A car is traveling at 28 m/s when the driver spots a large pothole in the road a distance 37 m ahead. She immediately applies her brakes. If her acceleration is -7.8 m/s2, does she manage to stop before reaching the pothole? What is this stopping distance?
The time required to stop is
T = Vo/|a| = 28/7.8 = 3.59 seconds.
The average speed during that time is Vo/2 = 14 m/s.
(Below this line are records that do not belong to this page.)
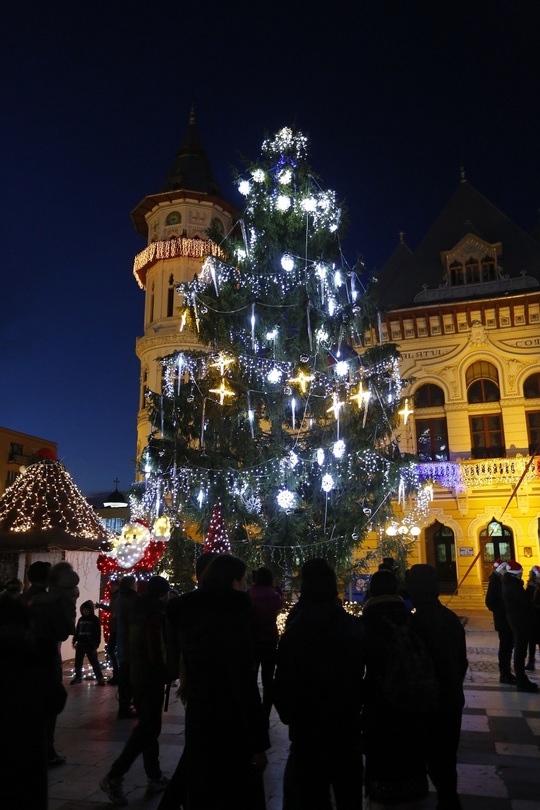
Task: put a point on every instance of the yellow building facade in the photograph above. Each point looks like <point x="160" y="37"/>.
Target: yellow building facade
<point x="467" y="325"/>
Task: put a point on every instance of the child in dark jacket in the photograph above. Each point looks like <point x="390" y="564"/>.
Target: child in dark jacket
<point x="86" y="642"/>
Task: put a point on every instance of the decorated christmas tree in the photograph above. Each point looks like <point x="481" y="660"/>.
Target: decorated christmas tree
<point x="217" y="538"/>
<point x="283" y="414"/>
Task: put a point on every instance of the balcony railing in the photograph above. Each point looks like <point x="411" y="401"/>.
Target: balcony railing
<point x="487" y="472"/>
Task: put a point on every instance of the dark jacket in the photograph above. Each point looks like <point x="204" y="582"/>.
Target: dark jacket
<point x="88" y="630"/>
<point x="494" y="602"/>
<point x="266" y="603"/>
<point x="224" y="718"/>
<point x="518" y="608"/>
<point x="318" y="682"/>
<point x="146" y="647"/>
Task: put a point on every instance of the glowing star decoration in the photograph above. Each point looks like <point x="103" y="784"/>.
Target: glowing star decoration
<point x="222" y="362"/>
<point x="161" y="529"/>
<point x="131" y="545"/>
<point x="223" y="392"/>
<point x="327" y="483"/>
<point x="339" y="448"/>
<point x="285" y="498"/>
<point x="405" y="412"/>
<point x="283" y="203"/>
<point x="302" y="380"/>
<point x="287" y="262"/>
<point x="336" y="405"/>
<point x="274" y="375"/>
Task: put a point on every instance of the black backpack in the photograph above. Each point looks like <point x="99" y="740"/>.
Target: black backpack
<point x="408" y="684"/>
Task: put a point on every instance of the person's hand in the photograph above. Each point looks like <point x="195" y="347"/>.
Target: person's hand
<point x="260" y="761"/>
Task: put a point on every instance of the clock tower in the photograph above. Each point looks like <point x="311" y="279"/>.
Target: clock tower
<point x="174" y="223"/>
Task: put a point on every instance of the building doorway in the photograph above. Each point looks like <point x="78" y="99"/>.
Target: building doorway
<point x="441" y="554"/>
<point x="496" y="542"/>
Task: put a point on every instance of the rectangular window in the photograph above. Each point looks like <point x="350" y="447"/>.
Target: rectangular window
<point x="487" y="439"/>
<point x="533" y="429"/>
<point x="432" y="439"/>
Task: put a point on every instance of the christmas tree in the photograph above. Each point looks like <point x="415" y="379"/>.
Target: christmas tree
<point x="282" y="415"/>
<point x="217" y="538"/>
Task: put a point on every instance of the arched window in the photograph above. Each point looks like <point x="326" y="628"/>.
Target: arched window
<point x="531" y="386"/>
<point x="170" y="297"/>
<point x="428" y="396"/>
<point x="482" y="381"/>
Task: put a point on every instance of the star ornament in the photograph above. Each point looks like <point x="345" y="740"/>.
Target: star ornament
<point x="222" y="361"/>
<point x="405" y="412"/>
<point x="336" y="405"/>
<point x="302" y="380"/>
<point x="223" y="392"/>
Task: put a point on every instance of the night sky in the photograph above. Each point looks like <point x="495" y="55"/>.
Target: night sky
<point x="395" y="97"/>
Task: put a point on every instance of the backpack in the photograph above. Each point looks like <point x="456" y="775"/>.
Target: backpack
<point x="408" y="684"/>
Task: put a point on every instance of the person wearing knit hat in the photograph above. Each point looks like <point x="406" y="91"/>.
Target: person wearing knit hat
<point x="532" y="591"/>
<point x="494" y="603"/>
<point x="443" y="634"/>
<point x="520" y="617"/>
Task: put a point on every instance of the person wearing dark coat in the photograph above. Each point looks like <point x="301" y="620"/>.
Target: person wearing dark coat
<point x="37" y="574"/>
<point x="318" y="694"/>
<point x="52" y="615"/>
<point x="147" y="668"/>
<point x="226" y="729"/>
<point x="86" y="640"/>
<point x="266" y="603"/>
<point x="395" y="769"/>
<point x="494" y="603"/>
<point x="520" y="618"/>
<point x="533" y="595"/>
<point x="443" y="634"/>
<point x="124" y="603"/>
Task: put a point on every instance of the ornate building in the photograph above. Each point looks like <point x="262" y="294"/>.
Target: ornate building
<point x="174" y="222"/>
<point x="464" y="310"/>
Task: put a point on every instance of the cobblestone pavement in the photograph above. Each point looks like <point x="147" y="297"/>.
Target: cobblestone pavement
<point x="499" y="756"/>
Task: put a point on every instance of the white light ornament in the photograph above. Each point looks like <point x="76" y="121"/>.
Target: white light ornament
<point x="283" y="202"/>
<point x="327" y="483"/>
<point x="287" y="262"/>
<point x="339" y="448"/>
<point x="286" y="499"/>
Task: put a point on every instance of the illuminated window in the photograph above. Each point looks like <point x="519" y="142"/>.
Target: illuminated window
<point x="487" y="438"/>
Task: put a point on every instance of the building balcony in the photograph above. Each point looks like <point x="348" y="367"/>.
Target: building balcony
<point x="171" y="249"/>
<point x="463" y="476"/>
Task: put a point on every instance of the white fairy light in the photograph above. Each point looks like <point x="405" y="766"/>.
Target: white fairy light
<point x="285" y="498"/>
<point x="339" y="448"/>
<point x="274" y="375"/>
<point x="287" y="262"/>
<point x="327" y="483"/>
<point x="285" y="177"/>
<point x="283" y="202"/>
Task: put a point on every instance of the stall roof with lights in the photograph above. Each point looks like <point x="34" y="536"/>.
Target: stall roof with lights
<point x="43" y="509"/>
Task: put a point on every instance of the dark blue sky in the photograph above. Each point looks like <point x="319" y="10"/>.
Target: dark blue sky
<point x="395" y="97"/>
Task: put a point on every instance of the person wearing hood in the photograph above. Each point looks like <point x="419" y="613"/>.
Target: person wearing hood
<point x="146" y="656"/>
<point x="520" y="616"/>
<point x="226" y="729"/>
<point x="86" y="641"/>
<point x="266" y="603"/>
<point x="443" y="635"/>
<point x="318" y="694"/>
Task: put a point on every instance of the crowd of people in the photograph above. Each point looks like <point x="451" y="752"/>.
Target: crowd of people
<point x="516" y="617"/>
<point x="350" y="688"/>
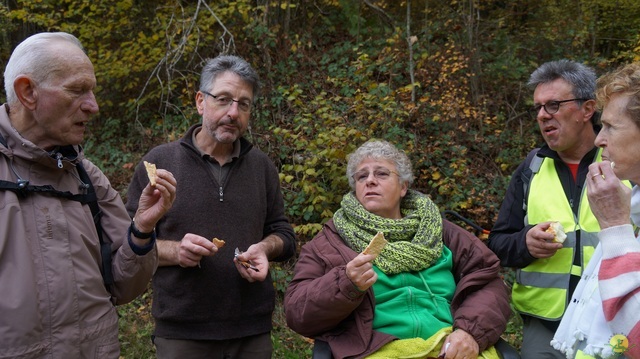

The distance travelled while decelerating is
Vav*T = (Vo/2)*T = 14 m/s*3.59s = 50.26 m
She cannot stop in time to miss the pothole.
To determine if the car manages to stop before reaching the pothole, we can calculate the stopping distance using the given information.
First, we need to find the time it takes for the car to stop. We can use the equation of motion:
v^2 = u^2 + 2as
where:
v = final velocity (0 m/s because the car comes to a stop)
u = initial velocity (28 m/s)
a = acceleration (-7.8 m/s^2)
s = stopping distance (what we are trying to calculate)
Plugging in the values into the equation, we have:
0^2 = 28^2 + 2(-7.8)s
0 = 784 - 15.6s
Rearranging the equation to solve for s, we get:
15.6s = 784
s = 784 / 15.6
s ≈ 50.26 m
The stopping distance is approximately 50.26 m.
Since the stopping distance is greater than the distance to the pothole (37 m), the car will not manage to stop before reaching the pothole.